Keywords

1 Introduction

Digital cameras are increasingly widespread, and camera modules are now embedded in a variety of handheld devices including mobile phones and tablet PCs. Due to the cost of imaging, most digital camera imaging chips only have one CMOS or CCD sensor chip, each sensor surface is covered with a color filter array [1, 2] (Color Filter Array, CFA), such as Fig. 1. The conventional color filter array limits the arrival of only one base light per pixel location, capture only one color component at each spatial location. The remaining components must be reconstructed by interpolation from the captured samples. So that the other two colors of the color image will be interpolated with the sampling result of the adjacent pixels of the sampling matrix in the case of single block inductive chip samples [3]. This color plane interpolation algorithm is called image to mosaic. In the early stage of the computer technology, graphics processing and computing are relatively simple, we can use the CPU to achieve graphics processing. But with the development of computer technology, especially the requirements on the quality of graphics processing and computing speed continue to improve, this needs to find new ways to meet the increasing requirements.

Fig. 1.
figure 1

Bayer CFA

Nowadays, parallel computers are not expensive and exquisite because almost all PCs have multicore hardware. Basically, there are two main multi-core approaches: integrating some of the core into a single microprocessor (multi-core CPU), or integrating a large number of cores to the current graphics processing unit (GPU) as an example [4]. The GPU was originally designed specifically for graphics applications and image rendering required during the rasterization process. Over time the computational resources of modern graphics processing units became suitable for certain general parallel computations because of the inherent parallel processing capabilities of the architecture [5]. By starting multiple execution threads, we can take advantage of all of these multicore hardware.

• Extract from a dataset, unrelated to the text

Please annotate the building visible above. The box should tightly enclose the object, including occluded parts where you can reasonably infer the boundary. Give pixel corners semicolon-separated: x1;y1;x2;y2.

So, heterogeneous computing of CPU and GPU become the mainstream platform of high performance computing, which has great advantages in computing energy efficiency compared with multi-core processors and has been well verified by the parallelization of multiple algorithms.

In this paper, we propose an optimization scheme for demosaicing algorithm. The objective of this implementation is to demosaic image as fast as possible, so that the video editing workflow will be accelerated. To achieve this, we first introduce the parallel processing of the algorithm as the base method. Then we propose two implementation methods, one is reducing input and output transfer between global and shared memory when data transmission between GPU and CPU, another is reducing the number of work items and queuing time by changing the distribution of working groups. Finally, we come to the conclusion.

2 Related Work

[6] proposed an improved linear interpolation for demosaicking of Bayer-patterned color filter array (CFA) images. An efficient edge-based technique for color filter array demosaicking is presented in [2]. The authors in [1] introduce an efficient demosaicking method based on an advanced nonlocal mean filter using adaptive weight with consideration of both neighborhood similarity and patch distance.

Meanwhile, several works have been dedicated to implement demosaicing using GPU. An efficient implementation of Bayer demosaic filtering on GPUs was published in  [7]. McGuire accelerated MalvarHe-Cutlere [8] image demosaicing algorithm using OpenGL in real-time speed.

OpenCL is the first open, free standard for parallel programming for general purpose heterogeneous systems and a unified programming environment, which is used to program multiple devices, including GPU and CPU, as well as other computing devices as part of a single computing platform. OpenCL uses parallel execution SIMD (single instruction, multiple data) engines found in General Purpose Graphics Processing Units (GPGPU) and Compute Cores(CC) to enhance data computational density by performing massively parallel data processing on multiple data items, across multiple compute engines. Each compute unit has its own ALUs, including pipelined floating-point (FP) units, integer (INT) units that can perform computations as well as transcendental operations.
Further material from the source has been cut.